The one who just became President-Elect.

This game, this direct bout between neighboring countries, it won’t have escaped you. It falls just three days after a national election that put the United States’ very relationship with Mexico on the presidential ballot.

And at such a sensitive time in U.S.-Mexican relations, the partisanship of sports, even when largely unserious and driven by fandom, rather than geopolitics, can resonate further than it’s intended to. For the most part, American fans will cheer for their team and root against Mexico, because El Tri just so happens to be the Yanks’ opponent. There probably won’t be much more subtext to it than that for the overwhelming majority of fans.

But the optics of it will be deceiving, with a mob of red-white-and-blue clad Americans pitted against neighbors outfitted in green.

“I think it definitely is awkward, because for as much as there’s no intention to be nationalistic, the current national climate gives other people, Mexico fans, the feeling that the chants and the T-shirts have a subtle connotation to them,” says Sergio Tristan, the founder of Pancho Villa’s Army, the Mexican national team’s fan club in the United States.

Tristan was born and raised in Austin, Texas, to Mexican parents. He served his country proudly in Iraq in two tours totaling 30 months and then became an attorney in his hometown. He started Pancho Villa’s Army in 2013. It now has 1,000 members across 30 chapters, he says. (Their U.S. national team counterparts, the American Outlaws, by contrast, claim to have 30,000 members in 175 chapters.)

Unlike the Outlaws, PVA won’t have its own, dedicated section on Friday. Tristan doesn’t blame U.S. Soccer for this. “We completely understand,” he says. “It’s a home game and they want to make it a home game crowd.” It was on the Mexican federation to secure a block of seating, if at all possible. It didn’t, although plenty of members will still go.

There’s no malice there, Tristan contends. Any federation would try to fix the conditions to be as favorable as possible. This is about the game. And that’s how he likes it.

“On our part, we’re trying to make an effort to make sure it’s about sports,” he says. “On both sides, there’s no ill will or intention, but in the current climate a T-shirt that might be your normal sports banter might be taken differently by someone else, even if the intention wasn’t there.”

The key is a certain cognizance that a double meaning might be read into things that are usually passed off as sports banter. In the current context, the Outlaws’ “This land is our land T-shirt”, for instance, can easily be misconstrued, especially when an “I Voted” sticker is affixed to it, as one member had. She tweeted out a picture of it but then deleted it when PVA took issue.

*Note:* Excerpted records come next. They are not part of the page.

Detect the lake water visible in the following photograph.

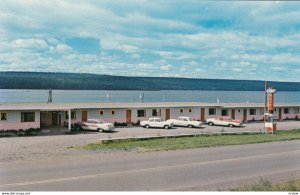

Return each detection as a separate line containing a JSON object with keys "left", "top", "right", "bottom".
{"left": 0, "top": 89, "right": 299, "bottom": 103}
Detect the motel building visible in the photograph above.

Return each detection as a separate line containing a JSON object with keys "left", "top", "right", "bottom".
{"left": 0, "top": 102, "right": 300, "bottom": 131}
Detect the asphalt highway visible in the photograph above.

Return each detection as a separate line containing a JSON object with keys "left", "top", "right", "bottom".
{"left": 1, "top": 140, "right": 299, "bottom": 191}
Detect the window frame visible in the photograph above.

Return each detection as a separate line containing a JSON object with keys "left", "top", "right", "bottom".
{"left": 111, "top": 110, "right": 116, "bottom": 115}
{"left": 284, "top": 108, "right": 289, "bottom": 114}
{"left": 249, "top": 109, "right": 256, "bottom": 115}
{"left": 99, "top": 110, "right": 104, "bottom": 116}
{"left": 209, "top": 108, "right": 216, "bottom": 115}
{"left": 221, "top": 109, "right": 228, "bottom": 116}
{"left": 137, "top": 109, "right": 146, "bottom": 117}
{"left": 0, "top": 112, "right": 8, "bottom": 121}
{"left": 21, "top": 112, "right": 35, "bottom": 122}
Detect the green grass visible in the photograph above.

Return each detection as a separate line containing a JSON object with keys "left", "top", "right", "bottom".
{"left": 80, "top": 129, "right": 300, "bottom": 152}
{"left": 232, "top": 177, "right": 300, "bottom": 191}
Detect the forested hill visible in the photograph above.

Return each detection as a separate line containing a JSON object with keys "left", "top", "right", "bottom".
{"left": 0, "top": 71, "right": 299, "bottom": 91}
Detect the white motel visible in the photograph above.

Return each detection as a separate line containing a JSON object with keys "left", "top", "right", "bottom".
{"left": 0, "top": 102, "right": 299, "bottom": 131}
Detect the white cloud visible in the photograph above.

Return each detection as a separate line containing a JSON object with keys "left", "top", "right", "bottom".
{"left": 12, "top": 39, "right": 48, "bottom": 50}
{"left": 55, "top": 44, "right": 73, "bottom": 53}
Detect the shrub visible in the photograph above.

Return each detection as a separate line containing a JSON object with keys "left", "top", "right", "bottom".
{"left": 114, "top": 122, "right": 127, "bottom": 127}
{"left": 24, "top": 128, "right": 41, "bottom": 136}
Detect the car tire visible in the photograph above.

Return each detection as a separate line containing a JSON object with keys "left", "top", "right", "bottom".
{"left": 164, "top": 125, "right": 169, "bottom": 129}
{"left": 188, "top": 125, "right": 193, "bottom": 128}
{"left": 208, "top": 122, "right": 214, "bottom": 126}
{"left": 228, "top": 124, "right": 234, "bottom": 128}
{"left": 145, "top": 125, "right": 150, "bottom": 129}
{"left": 76, "top": 126, "right": 82, "bottom": 131}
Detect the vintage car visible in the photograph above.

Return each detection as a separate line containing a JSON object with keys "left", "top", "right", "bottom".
{"left": 74, "top": 119, "right": 115, "bottom": 132}
{"left": 167, "top": 116, "right": 202, "bottom": 128}
{"left": 140, "top": 117, "right": 173, "bottom": 129}
{"left": 206, "top": 117, "right": 243, "bottom": 127}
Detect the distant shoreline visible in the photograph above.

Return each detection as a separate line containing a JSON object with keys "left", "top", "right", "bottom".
{"left": 1, "top": 71, "right": 300, "bottom": 91}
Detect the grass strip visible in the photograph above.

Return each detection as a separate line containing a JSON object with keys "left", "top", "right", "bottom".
{"left": 80, "top": 129, "right": 300, "bottom": 152}
{"left": 231, "top": 177, "right": 300, "bottom": 191}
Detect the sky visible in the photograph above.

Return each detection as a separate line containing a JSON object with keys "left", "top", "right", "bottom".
{"left": 0, "top": 0, "right": 299, "bottom": 82}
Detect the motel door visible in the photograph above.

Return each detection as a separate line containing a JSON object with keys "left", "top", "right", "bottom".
{"left": 231, "top": 109, "right": 235, "bottom": 120}
{"left": 278, "top": 108, "right": 282, "bottom": 120}
{"left": 243, "top": 109, "right": 247, "bottom": 122}
{"left": 165, "top": 109, "right": 170, "bottom": 120}
{"left": 126, "top": 110, "right": 132, "bottom": 125}
{"left": 52, "top": 111, "right": 59, "bottom": 126}
{"left": 82, "top": 111, "right": 88, "bottom": 122}
{"left": 201, "top": 108, "right": 205, "bottom": 121}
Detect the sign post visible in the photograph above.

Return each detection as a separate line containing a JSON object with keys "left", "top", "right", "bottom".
{"left": 265, "top": 87, "right": 277, "bottom": 134}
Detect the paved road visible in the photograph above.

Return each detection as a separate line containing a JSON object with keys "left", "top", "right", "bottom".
{"left": 1, "top": 140, "right": 299, "bottom": 191}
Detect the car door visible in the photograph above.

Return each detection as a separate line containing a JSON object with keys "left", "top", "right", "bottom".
{"left": 175, "top": 118, "right": 182, "bottom": 126}
{"left": 182, "top": 118, "right": 189, "bottom": 126}
{"left": 216, "top": 118, "right": 224, "bottom": 126}
{"left": 153, "top": 119, "right": 162, "bottom": 127}
{"left": 148, "top": 119, "right": 155, "bottom": 127}
{"left": 88, "top": 120, "right": 98, "bottom": 130}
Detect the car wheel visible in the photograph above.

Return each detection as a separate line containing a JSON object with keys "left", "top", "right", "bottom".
{"left": 97, "top": 128, "right": 102, "bottom": 132}
{"left": 188, "top": 125, "right": 193, "bottom": 128}
{"left": 164, "top": 125, "right": 169, "bottom": 129}
{"left": 208, "top": 122, "right": 214, "bottom": 126}
{"left": 228, "top": 124, "right": 234, "bottom": 128}
{"left": 76, "top": 126, "right": 82, "bottom": 131}
{"left": 145, "top": 125, "right": 150, "bottom": 129}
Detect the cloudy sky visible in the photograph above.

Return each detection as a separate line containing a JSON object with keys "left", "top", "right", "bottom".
{"left": 0, "top": 0, "right": 299, "bottom": 81}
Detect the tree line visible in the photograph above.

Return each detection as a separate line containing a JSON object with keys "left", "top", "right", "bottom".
{"left": 0, "top": 71, "right": 299, "bottom": 91}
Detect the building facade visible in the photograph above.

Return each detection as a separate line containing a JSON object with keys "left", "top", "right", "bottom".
{"left": 0, "top": 102, "right": 299, "bottom": 131}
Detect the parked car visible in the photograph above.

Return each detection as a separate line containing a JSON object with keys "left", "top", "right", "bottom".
{"left": 206, "top": 117, "right": 243, "bottom": 127}
{"left": 140, "top": 117, "right": 173, "bottom": 129}
{"left": 167, "top": 116, "right": 202, "bottom": 128}
{"left": 74, "top": 119, "right": 115, "bottom": 132}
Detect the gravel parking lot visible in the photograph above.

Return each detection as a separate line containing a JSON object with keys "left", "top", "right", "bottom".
{"left": 0, "top": 121, "right": 299, "bottom": 162}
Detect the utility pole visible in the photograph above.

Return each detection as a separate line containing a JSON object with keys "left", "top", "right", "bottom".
{"left": 48, "top": 89, "right": 52, "bottom": 103}
{"left": 264, "top": 81, "right": 267, "bottom": 128}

“You see that thrown around in the political arena, and it gets used for a different message,” Tristan says of the T-shirts text.

The poster in question says she meant nothing by it. The T-shirt isn’t supposed to be exclusive, AO says, but this all just underscores the fragility of perceptions in our times.

A little thought can go a long way to preventing a potentially tricky situation and keeping the focus on the game. “I would much rather talk about soccer and soccer only, and tweet about soccer and soccer-bashing and trash-talking than anything even remotely related to politics,” Tristan says. “Fans on both sides need to be a little tolerant with each other this week. If a T-shirt seems to be offensive, we should think if that was really the intent. At the end of the day, we’re all neighbors, we all live together.”

“And at the end of the week,” he continued. “We watch soccer with each other.”